Rosie – 09/06/2019
Joy in the classroom through “us time”.
Children know they are at school to learn, and know that the time they spend doing it is the most important aspect of their education. They see this importance of time in everything they experience at school, whether they know it or not. The minute school starts, the attention turns to the teacher. The timetable of the day is displayed on the board. There’s getting to recess on time, a race to fit in the trip to the library, the teacher changing activities based on the clock, the last few minutes of a day where a game can finally be squeezed in…if there’s time.
But what if we place more importance on fitting in the rituals and brain breaks as much as filling the rest of the time? Not to be considered as time spent doing nothing, but time alongside the learning: the classroom connections times, the game times, the times to give children a “brain break” from a structured lesson before moving on. Scheduled times to have a laugh and simply get along. The students in my class experience joy when we play games together. They also love to share, and in these moments, we all grow as a group and develop a positive culture.

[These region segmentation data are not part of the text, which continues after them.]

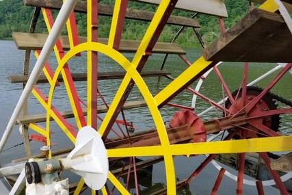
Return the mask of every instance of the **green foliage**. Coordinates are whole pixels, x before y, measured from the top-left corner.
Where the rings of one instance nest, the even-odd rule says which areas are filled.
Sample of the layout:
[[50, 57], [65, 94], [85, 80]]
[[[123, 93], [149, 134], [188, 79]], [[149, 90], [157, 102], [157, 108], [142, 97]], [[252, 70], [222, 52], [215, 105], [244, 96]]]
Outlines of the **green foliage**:
[[[114, 0], [100, 0], [102, 4], [114, 5]], [[248, 1], [226, 0], [228, 10], [228, 18], [224, 19], [226, 28], [228, 29], [236, 23], [248, 12]], [[129, 1], [129, 8], [143, 9], [155, 12], [157, 6], [150, 4], [142, 4], [135, 1]], [[11, 39], [12, 31], [27, 32], [29, 31], [30, 21], [34, 13], [34, 8], [24, 6], [22, 0], [3, 0], [0, 1], [0, 39]], [[57, 12], [54, 11], [53, 15], [55, 17]], [[174, 15], [184, 17], [191, 17], [194, 13], [175, 10]], [[76, 22], [79, 34], [86, 36], [86, 15], [75, 14]], [[221, 33], [218, 18], [206, 14], [199, 14], [196, 16], [201, 28], [200, 34], [206, 44], [214, 40]], [[149, 25], [148, 22], [125, 20], [122, 38], [141, 40]], [[111, 25], [111, 17], [99, 16], [98, 36], [106, 38], [109, 36]], [[166, 25], [159, 36], [159, 41], [171, 42], [180, 27]], [[63, 34], [66, 34], [64, 29]], [[47, 33], [46, 25], [42, 14], [38, 20], [36, 32]], [[200, 43], [191, 28], [185, 28], [178, 36], [176, 42], [185, 47], [199, 47]]]

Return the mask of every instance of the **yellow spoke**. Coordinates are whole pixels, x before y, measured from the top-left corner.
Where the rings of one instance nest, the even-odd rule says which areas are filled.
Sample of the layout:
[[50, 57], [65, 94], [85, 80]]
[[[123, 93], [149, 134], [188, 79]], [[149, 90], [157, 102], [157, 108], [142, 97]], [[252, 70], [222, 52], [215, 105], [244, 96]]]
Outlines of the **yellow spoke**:
[[184, 86], [188, 84], [198, 74], [201, 73], [212, 62], [206, 61], [203, 57], [200, 57], [154, 97], [157, 105], [159, 106], [169, 100], [170, 97]]
[[130, 194], [130, 193], [129, 193], [128, 190], [126, 190], [126, 188], [124, 188], [124, 186], [122, 186], [122, 183], [120, 183], [120, 181], [118, 181], [116, 177], [111, 172], [109, 171], [109, 179], [110, 181], [111, 181], [111, 183], [116, 186], [116, 187], [119, 190], [119, 192], [123, 194]]
[[174, 155], [292, 151], [292, 135], [170, 146]]
[[38, 125], [36, 123], [29, 123], [28, 127], [29, 127], [34, 131], [38, 132], [40, 135], [44, 135], [46, 137], [48, 136], [49, 133], [46, 131], [44, 127], [41, 127], [40, 125]]
[[101, 188], [101, 192], [103, 192], [103, 195], [107, 195], [107, 189], [105, 188], [105, 186], [103, 186], [103, 188]]
[[122, 148], [107, 150], [107, 157], [109, 158], [163, 156], [165, 153], [165, 148], [161, 146]]

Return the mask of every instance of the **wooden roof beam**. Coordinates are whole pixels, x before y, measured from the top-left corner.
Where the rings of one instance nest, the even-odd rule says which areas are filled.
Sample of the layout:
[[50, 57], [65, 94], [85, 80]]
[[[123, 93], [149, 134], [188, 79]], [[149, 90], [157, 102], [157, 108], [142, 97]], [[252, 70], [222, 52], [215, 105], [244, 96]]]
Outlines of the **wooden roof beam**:
[[254, 10], [203, 51], [207, 61], [292, 62], [292, 36], [282, 17]]
[[[161, 0], [133, 0], [151, 4], [159, 4]], [[220, 17], [228, 16], [224, 0], [179, 0], [176, 8]]]
[[[23, 0], [23, 3], [25, 5], [45, 8], [53, 10], [59, 10], [63, 5], [62, 1], [57, 0]], [[77, 12], [86, 13], [86, 1], [77, 1], [74, 10]], [[99, 15], [111, 16], [113, 15], [113, 6], [98, 4]], [[154, 14], [155, 13], [152, 12], [127, 8], [126, 12], [126, 18], [150, 21], [153, 18]], [[170, 16], [168, 21], [168, 23], [191, 27], [200, 27], [200, 25], [196, 19], [176, 16]]]
[[[29, 33], [12, 33], [12, 37], [16, 44], [17, 49], [24, 50], [41, 50], [44, 42], [48, 37], [44, 34], [29, 34]], [[68, 36], [61, 36], [60, 40], [64, 50], [70, 49], [70, 44]], [[85, 37], [79, 37], [79, 43], [85, 42]], [[98, 38], [98, 42], [107, 44], [107, 38]], [[136, 52], [140, 41], [121, 40], [120, 44], [120, 52]], [[152, 53], [169, 53], [185, 55], [185, 51], [176, 43], [157, 42], [152, 51]]]
[[[126, 102], [122, 109], [132, 109], [137, 107], [146, 107], [147, 104], [144, 101], [136, 101], [131, 102]], [[87, 115], [87, 109], [83, 110], [85, 116]], [[97, 108], [98, 113], [105, 113], [107, 112], [107, 108], [105, 105], [98, 106]], [[74, 114], [72, 110], [67, 110], [60, 112], [62, 116], [65, 118], [73, 118]], [[29, 124], [33, 122], [45, 122], [47, 120], [46, 114], [33, 114], [33, 115], [25, 115], [19, 116], [16, 120], [16, 124]], [[50, 118], [51, 120], [53, 120], [53, 118]]]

My students love ‘The 3 Cs’ and ‘Bucket Filling Times’ (see below) and also playing any games. These may be maths based, English based or simply lots of fun.
These are the things they request to do, want to spend time on and look forward to. There is no doubt they understand the importance of spending quality time on learning, but there are days when their requests to play a maths game gets met with an “Only if we have time” from me. In doing this, my unintentional message to them is that I’m the one with all the control, and they have none. I don’t want them to stop requesting maths games, and I also know that the laughs and smiles resulting from these contribute to our classroom culture, so I need to commit more time to those requests and other “breaks from the norm” during the teaching day.
I am challenging myself next week to schedule in time for more games, fun and classroom rituals – more time for brain breaks and experiencing joy.
I want to challenge you to do the same.
Below are some ideas to get started, but for this experiment to work, the students themselves should have some ideas about how they would like to make more “us time” in the classroom.
- The 3 Cs – In a circle, children can take turns sharing a ‘Care’, a ‘Concern’, or a ‘Compliment’. Care stands for anything on their mind, something they’re up to, doing on the weekend, something going on in their lives. A concern is something they are worried about, with a focus on not accusing anyone in particular. E.g., ‘I feel upset when…’. A compliment is clear, and can be for anything, though I try to direct them away from complimenting looks. Children can share or say ‘Pass’ if they don’t have anything or need more time. Some variations are to stick with just compliments, or to introduce a talking point to share on. I have also used it as a listening and speaking task to get children practising their active listening skills.
- Bucket filling – This one is pretty well known, but the twist for how it runs in my classroom is that children are given time after lunch to think of the people who were kind to them during the day. We read them out on a Friday afternoon and it is motivating and endearing for students to take this feel-good feeling home with them on the weekend. If they were read out every day, the children would likely work harder to fill buckets in general, and so to test it, I aim to try reading them out on a Tuesday afternoon as well as Friday afternoon to see the effects it has during the week as well as heading into the weekend.
- Games – Too many ideas here, but on high rotation in our classroom are: Greedy Pig, Place Value Bingo, Around the world, Guess the Part of Speech, Heads down Thumbs up (all of which I am happy to give more information on if needed).
‘The 3 Cs’
When introducing this change, particularly if it is entirely new to you and your class, it would be worth having a classroom discussion at the beginning of the school week. Create a list of ‘break’ activities (or name them another way) and schedule it by putting them in the visual timetable, setting a timer to go off or holding a child or a couple of children accountable for reminding the teacher between sessions that it could be time to try one of the breaks.Personally, I’ll be looking for more English language games to try, as well as making my current ‘Greetings’ ritual more enjoyable. An excellent teacher I know uses a well-known morning ritual where children choose which kind of greeting they would like to start the day with; a handshake, high-five or a hug. Perhaps I’ll call it the “3 Hs” and use it for myself as the perfect way to tell my children that the “us time” we share together is just as important as the learning we do.